Allen was arrested in October 2022. He had become a suspect after a retired state government worker who volunteered to assist police in the case found documentation in September 2022 showing that Allen had contacted with authorities two days after the girls’ bodies were found. According to testimony, those documents indicated that Allen had told an officer that he had been on the hiking trail the afternoon the girls disappeared.

Allen’s defense argued that his confessions are unreliable because he was facing a serious mental health crisis while under the pressure and stress of being locked in solitary confinement, watched 24 hours a day and mocked by people imprisoned with him. A psychiatrist called by the defense testified that months of isolation could make a person delusional and psychotic.

But Dr. Monica Wala, Allen’s psychologist at the Westville Correctional Facility, said Allen shared details of the crime in some of the confessions, including telling her that he cut the girls’ throats and placed tree branches over their bodies. She wrote in a report that Allen told her he abandoned his plans to rape the teenage girls when a van drove by. A man whose driveway passes under the Monon High Bridge testified that he was driving home from work in his truck at that time.

That truck, McLeland told the jury in his closing, was a detail that “only the killer would know.”

During cross-examination, Wala acknowledged that she had followed Allen’s case with interest during her personal time even while treating him and that she was a fan of the true crime genre.

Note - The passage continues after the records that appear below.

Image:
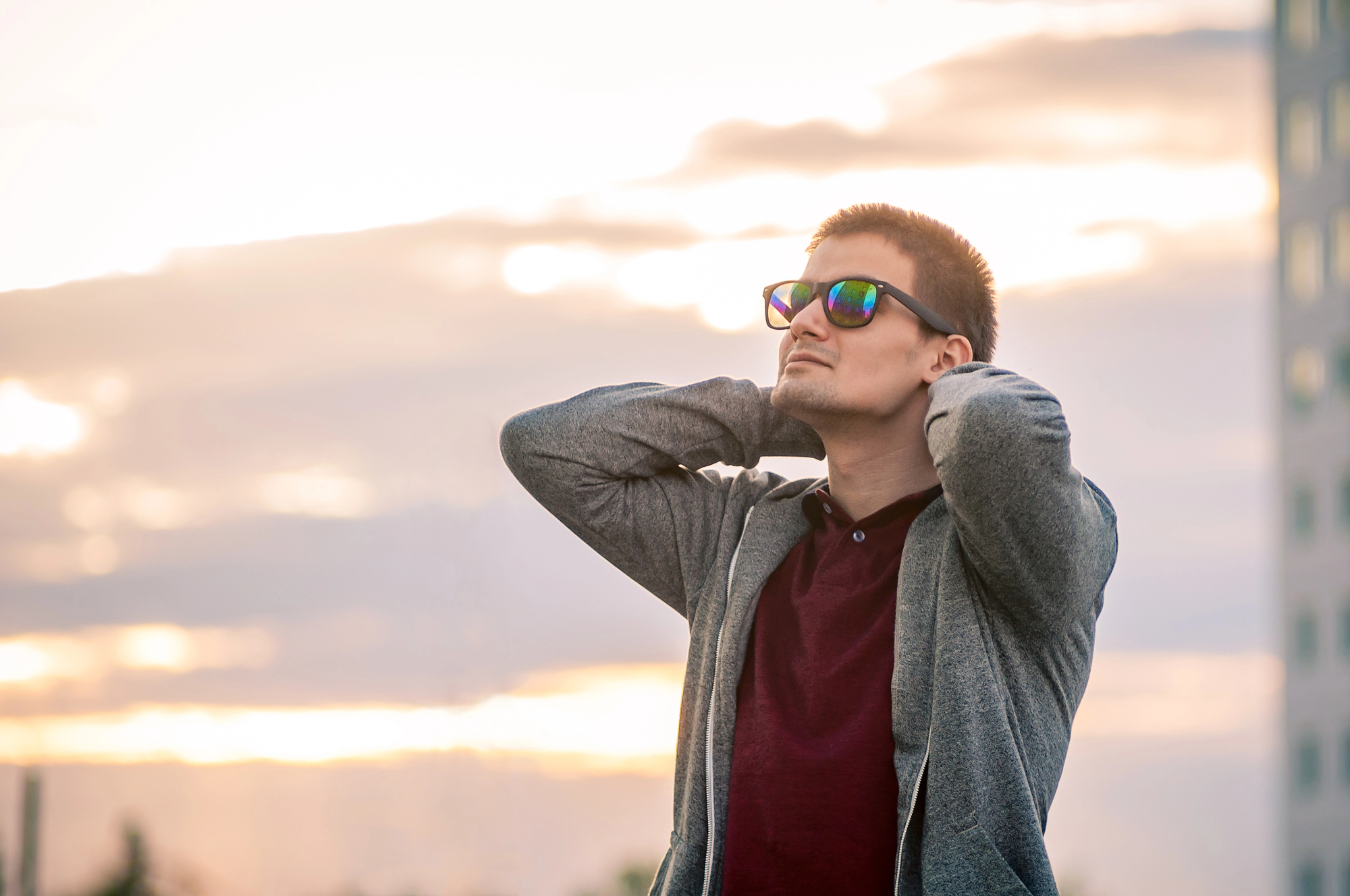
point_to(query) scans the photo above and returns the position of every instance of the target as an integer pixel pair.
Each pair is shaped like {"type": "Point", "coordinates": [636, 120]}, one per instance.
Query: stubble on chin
{"type": "Point", "coordinates": [804, 399]}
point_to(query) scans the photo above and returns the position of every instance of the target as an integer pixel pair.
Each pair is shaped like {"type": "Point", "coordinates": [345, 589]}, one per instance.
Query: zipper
{"type": "Point", "coordinates": [909, 817]}
{"type": "Point", "coordinates": [712, 705]}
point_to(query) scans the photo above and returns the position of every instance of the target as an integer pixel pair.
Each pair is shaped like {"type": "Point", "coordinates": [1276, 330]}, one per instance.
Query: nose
{"type": "Point", "coordinates": [812, 320]}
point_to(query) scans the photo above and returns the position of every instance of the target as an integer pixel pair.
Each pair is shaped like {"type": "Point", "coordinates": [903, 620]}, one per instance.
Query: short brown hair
{"type": "Point", "coordinates": [952, 277]}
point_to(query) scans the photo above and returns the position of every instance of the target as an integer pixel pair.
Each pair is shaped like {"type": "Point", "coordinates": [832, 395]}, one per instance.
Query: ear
{"type": "Point", "coordinates": [951, 353]}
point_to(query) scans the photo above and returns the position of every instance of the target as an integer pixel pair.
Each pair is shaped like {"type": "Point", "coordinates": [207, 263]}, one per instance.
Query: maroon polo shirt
{"type": "Point", "coordinates": [813, 794]}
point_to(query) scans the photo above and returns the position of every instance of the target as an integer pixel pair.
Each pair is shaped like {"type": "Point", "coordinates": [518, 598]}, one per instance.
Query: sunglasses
{"type": "Point", "coordinates": [848, 303]}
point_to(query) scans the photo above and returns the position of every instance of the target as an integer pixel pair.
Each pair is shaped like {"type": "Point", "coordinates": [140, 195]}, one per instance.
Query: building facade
{"type": "Point", "coordinates": [1313, 109]}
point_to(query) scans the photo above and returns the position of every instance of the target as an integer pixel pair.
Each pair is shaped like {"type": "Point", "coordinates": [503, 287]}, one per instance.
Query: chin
{"type": "Point", "coordinates": [800, 397]}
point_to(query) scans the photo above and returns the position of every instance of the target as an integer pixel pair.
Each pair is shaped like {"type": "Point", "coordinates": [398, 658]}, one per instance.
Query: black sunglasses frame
{"type": "Point", "coordinates": [821, 291]}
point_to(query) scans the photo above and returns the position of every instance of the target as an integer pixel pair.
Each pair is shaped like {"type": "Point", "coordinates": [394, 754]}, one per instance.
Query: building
{"type": "Point", "coordinates": [1313, 105]}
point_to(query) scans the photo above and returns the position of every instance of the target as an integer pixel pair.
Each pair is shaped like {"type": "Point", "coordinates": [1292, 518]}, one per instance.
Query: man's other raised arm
{"type": "Point", "coordinates": [1040, 536]}
{"type": "Point", "coordinates": [619, 466]}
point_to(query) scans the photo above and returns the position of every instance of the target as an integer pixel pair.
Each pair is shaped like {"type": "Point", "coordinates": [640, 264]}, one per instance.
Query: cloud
{"type": "Point", "coordinates": [1181, 98]}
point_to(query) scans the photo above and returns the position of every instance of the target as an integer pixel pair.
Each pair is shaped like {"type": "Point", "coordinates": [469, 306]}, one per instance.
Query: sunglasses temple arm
{"type": "Point", "coordinates": [928, 315]}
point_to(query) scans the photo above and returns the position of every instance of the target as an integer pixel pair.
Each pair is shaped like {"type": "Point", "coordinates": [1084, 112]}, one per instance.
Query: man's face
{"type": "Point", "coordinates": [826, 372]}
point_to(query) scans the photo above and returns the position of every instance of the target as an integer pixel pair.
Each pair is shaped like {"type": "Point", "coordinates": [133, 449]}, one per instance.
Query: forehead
{"type": "Point", "coordinates": [861, 256]}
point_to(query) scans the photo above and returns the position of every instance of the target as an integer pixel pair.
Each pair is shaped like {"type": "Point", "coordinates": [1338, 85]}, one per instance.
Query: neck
{"type": "Point", "coordinates": [875, 462]}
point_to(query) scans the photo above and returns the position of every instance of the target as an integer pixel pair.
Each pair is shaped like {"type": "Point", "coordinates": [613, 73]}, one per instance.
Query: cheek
{"type": "Point", "coordinates": [881, 373]}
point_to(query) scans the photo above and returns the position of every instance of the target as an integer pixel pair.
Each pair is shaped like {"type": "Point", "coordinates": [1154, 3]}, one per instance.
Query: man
{"type": "Point", "coordinates": [885, 665]}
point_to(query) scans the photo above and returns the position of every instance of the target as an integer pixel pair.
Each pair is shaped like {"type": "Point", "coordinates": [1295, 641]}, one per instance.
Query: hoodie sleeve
{"type": "Point", "coordinates": [1042, 538]}
{"type": "Point", "coordinates": [619, 466]}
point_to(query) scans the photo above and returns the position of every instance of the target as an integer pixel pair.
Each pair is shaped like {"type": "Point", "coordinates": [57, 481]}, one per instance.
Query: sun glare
{"type": "Point", "coordinates": [33, 427]}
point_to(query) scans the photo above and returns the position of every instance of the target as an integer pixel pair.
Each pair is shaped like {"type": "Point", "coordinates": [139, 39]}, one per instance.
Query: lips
{"type": "Point", "coordinates": [799, 357]}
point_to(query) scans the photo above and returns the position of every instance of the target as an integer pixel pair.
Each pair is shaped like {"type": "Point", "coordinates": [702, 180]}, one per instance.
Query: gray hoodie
{"type": "Point", "coordinates": [998, 596]}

Rozzi said in his closing arguments that Allen is innocent. He said no witnesses explicitly identified Allen as the man seen on the hiking trail or bridge the afternoon the girls disappeared. And he said no fingerprints, DNA or forensic evidence links Allen to the crime scene.

“He had every chance to run, but he didn’t because he didn’t run,” Rozzi told the jury.

Allen’s lawyers had tried to argue before the trial that the girls were killed in a ritual sacrifice by members of a white nationalist group known as the Odinists who follow a Norse pagan religion, but the judge ruled against that, saying the defense “failed to present “admissible evidence” of such a connection.